His hand slid another few inches, clearing the blanket.
“Come on, Hunter,” she said sweetly. “Aren’t you your father’s son?”
Her voice had grown closer. She was leaning in. The gun moved a fraction of an inch.
All he needed was a fraction.
He swung for her wrist, going for deflection, ducking under the movement. His other hand was free, flinging the blankets at her while he slid to the ground. He threw a punch where her knee should be, but she was gone already, somewhere back in the darkness.
He tried to slow his breathing, his heart, trying to convince his body that he needed to hear.
“Nice try,” she said.
He focused on the air in the room, asking the element to reveal her location more precisely, but it was never something he could force. He had to wait.
And the air wasn’t talking.
At least the darkness was working to his advantage. If he couldn’t see her, she sure couldn’t see him.
He slid a hand under his pillow, and the knife found his fingers, the hilt a reassuring feel in his palm. He’d never cut anyone with it, but he knew how to throw.
Then he heard her breath—or maybe he felt it. Close, too close. He lifted a hand to throw.
A board cracked him across the side of the head. Now the room was full of light—stars danced in his field of vision. He went sprawling, and for a painful moment, he didn’t even know if he was lying faceup.
Then she kicked him, rolling him onto his back. “Idiot,” she said. “You think I’d come alone?”
Rolling sent the back of his head into the carpet. It hurt. A lot.
His knife was gone.
“I should shoot you right now,” she said. “But we need you.”
“Go to hell.” He could taste blood when he talked. He slid his hand against the carpet, looking for his knife, but a booted foot stomped down on his fingers.
God, how could they see him?
The gun went against his forehead. “A message,” said Calla. “Are you listening?”
“Yeah,” he ground out. He still had a free hand, but he had no idea whether her “helper” had an extra weapon.
“We’re going to burn a house every day,” she said. “Until they come.”
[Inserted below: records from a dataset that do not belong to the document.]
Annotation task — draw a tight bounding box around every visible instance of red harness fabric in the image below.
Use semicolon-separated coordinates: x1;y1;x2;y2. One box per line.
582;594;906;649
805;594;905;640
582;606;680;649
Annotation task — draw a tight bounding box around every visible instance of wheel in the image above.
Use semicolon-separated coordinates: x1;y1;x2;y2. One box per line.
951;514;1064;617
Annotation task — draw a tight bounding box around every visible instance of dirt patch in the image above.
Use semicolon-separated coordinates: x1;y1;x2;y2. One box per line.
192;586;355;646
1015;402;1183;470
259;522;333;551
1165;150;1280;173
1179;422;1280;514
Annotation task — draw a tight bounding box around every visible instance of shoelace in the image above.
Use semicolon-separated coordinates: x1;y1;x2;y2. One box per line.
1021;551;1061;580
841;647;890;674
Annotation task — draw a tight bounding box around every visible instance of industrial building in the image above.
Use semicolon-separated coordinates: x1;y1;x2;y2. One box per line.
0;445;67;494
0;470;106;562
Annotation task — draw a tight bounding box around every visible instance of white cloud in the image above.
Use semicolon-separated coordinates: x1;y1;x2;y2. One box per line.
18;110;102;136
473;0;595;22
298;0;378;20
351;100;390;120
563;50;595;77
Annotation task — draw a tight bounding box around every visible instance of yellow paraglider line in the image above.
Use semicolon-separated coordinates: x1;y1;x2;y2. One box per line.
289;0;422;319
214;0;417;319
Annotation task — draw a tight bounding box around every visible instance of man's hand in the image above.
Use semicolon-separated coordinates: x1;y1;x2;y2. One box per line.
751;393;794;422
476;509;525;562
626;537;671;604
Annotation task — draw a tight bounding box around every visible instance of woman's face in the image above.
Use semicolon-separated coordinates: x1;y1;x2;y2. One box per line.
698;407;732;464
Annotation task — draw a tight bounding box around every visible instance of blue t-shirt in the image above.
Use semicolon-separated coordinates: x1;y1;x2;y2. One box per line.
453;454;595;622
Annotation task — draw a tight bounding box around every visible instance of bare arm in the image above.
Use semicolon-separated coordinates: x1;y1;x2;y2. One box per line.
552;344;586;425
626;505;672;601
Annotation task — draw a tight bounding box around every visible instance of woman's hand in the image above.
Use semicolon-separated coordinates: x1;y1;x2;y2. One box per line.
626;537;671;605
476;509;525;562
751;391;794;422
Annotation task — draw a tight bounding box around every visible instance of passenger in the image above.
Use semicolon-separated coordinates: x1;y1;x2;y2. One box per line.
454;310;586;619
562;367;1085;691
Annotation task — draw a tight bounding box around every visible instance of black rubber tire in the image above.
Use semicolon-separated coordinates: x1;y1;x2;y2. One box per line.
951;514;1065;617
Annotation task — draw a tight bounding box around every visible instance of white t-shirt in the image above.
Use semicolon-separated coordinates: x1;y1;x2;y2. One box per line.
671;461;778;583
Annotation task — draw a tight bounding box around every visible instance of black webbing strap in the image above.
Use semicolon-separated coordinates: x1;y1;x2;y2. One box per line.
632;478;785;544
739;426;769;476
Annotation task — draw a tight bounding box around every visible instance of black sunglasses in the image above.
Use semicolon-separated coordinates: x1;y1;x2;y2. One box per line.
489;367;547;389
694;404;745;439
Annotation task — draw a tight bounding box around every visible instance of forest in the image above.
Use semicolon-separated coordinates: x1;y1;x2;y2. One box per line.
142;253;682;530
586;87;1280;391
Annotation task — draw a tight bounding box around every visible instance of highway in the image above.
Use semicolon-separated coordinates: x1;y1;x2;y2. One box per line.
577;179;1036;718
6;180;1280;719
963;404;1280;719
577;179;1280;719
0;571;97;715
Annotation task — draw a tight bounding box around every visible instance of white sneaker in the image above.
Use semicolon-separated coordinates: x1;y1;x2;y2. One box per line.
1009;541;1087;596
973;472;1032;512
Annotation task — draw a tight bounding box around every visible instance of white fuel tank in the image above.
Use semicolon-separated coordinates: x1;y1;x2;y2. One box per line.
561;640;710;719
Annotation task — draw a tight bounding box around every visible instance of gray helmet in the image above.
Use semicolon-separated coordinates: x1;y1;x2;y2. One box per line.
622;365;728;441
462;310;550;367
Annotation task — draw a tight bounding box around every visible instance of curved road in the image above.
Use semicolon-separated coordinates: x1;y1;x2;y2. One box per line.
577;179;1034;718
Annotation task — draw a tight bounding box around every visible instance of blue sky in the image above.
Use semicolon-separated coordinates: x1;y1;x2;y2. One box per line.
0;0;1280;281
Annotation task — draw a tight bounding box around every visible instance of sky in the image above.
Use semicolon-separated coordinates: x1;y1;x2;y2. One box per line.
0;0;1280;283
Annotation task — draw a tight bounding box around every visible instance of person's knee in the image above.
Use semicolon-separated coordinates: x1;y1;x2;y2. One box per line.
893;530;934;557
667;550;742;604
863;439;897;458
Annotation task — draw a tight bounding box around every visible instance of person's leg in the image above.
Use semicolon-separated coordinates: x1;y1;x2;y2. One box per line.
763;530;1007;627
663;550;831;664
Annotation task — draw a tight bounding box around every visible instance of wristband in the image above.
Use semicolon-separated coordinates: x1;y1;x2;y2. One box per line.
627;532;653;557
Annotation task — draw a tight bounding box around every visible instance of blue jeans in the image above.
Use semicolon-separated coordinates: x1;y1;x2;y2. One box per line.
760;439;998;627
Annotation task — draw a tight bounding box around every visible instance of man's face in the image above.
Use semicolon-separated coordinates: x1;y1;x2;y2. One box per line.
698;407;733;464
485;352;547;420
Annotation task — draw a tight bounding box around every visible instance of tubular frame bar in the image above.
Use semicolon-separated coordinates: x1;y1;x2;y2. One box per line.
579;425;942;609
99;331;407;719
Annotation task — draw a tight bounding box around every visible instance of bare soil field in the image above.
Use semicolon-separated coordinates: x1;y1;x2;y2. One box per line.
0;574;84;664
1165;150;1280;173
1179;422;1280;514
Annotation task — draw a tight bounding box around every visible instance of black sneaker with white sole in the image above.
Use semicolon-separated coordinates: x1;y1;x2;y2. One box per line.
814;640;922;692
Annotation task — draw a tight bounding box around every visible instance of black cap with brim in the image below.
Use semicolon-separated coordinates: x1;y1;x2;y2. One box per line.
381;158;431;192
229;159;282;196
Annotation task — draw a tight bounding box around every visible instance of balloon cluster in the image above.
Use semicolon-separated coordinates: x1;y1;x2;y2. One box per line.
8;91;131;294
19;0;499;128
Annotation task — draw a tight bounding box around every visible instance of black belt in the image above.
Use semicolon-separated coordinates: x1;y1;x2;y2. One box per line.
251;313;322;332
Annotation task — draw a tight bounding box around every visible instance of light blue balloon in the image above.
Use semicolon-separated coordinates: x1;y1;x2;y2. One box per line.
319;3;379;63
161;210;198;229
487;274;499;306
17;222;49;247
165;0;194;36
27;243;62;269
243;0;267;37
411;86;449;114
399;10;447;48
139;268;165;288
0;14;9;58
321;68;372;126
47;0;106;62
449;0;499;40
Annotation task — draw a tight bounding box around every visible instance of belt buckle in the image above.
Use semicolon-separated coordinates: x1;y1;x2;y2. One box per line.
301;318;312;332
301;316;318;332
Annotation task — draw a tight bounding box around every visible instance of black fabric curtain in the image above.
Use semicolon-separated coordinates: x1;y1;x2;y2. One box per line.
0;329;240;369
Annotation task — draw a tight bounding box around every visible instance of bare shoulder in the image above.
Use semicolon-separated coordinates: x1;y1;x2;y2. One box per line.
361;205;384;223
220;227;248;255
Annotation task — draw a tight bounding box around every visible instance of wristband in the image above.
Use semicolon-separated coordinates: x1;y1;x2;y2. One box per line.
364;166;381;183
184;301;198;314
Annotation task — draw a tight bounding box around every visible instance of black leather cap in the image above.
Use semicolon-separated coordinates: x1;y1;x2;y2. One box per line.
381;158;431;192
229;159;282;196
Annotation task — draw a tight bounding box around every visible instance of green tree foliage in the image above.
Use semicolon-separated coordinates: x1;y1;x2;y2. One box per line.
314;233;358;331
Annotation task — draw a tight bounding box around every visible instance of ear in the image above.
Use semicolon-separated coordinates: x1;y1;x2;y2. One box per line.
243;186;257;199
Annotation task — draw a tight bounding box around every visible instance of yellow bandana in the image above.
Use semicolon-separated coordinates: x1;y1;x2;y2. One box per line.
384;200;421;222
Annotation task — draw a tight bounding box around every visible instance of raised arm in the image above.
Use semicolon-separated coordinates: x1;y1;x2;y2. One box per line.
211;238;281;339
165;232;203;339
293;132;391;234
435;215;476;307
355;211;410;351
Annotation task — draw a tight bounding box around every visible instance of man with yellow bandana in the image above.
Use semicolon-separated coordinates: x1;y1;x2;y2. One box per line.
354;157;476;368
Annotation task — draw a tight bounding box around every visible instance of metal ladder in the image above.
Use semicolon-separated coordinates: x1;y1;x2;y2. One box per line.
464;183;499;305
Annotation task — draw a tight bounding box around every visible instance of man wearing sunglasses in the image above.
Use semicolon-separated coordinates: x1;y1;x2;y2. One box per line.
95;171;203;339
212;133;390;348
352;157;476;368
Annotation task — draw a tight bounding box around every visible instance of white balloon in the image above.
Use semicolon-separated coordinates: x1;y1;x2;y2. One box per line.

She was nuts. “They’ll destroy you,” he said.
“I don’t think so,” she said. “Tell them to come and see. You have a week.”
“You’ll kill ordinary people—”
“No. Until they come, that’s on you.” She shifted the gun. “You like piercings, right?” The hard steel pressed into his bare shoulder. “How about a little bullet hole to convince you?”
Hunter whipped his free hand out to deflect again, this time rolling into the motion and trying to break her wrist.
She shrieked and dropped the gun.
He didn’t let it distract him—he kept moving and drove his fist into the leg of whoever pinned his other hand.
This time, he connected. He heard a male grunt of pain. His other hand was free. Movement filled the darkness around him, and he knew they were getting ready to retaliate.
And then Hunter found the gun.
He didn’t wait.
He pointed at motion, then pulled the trigger.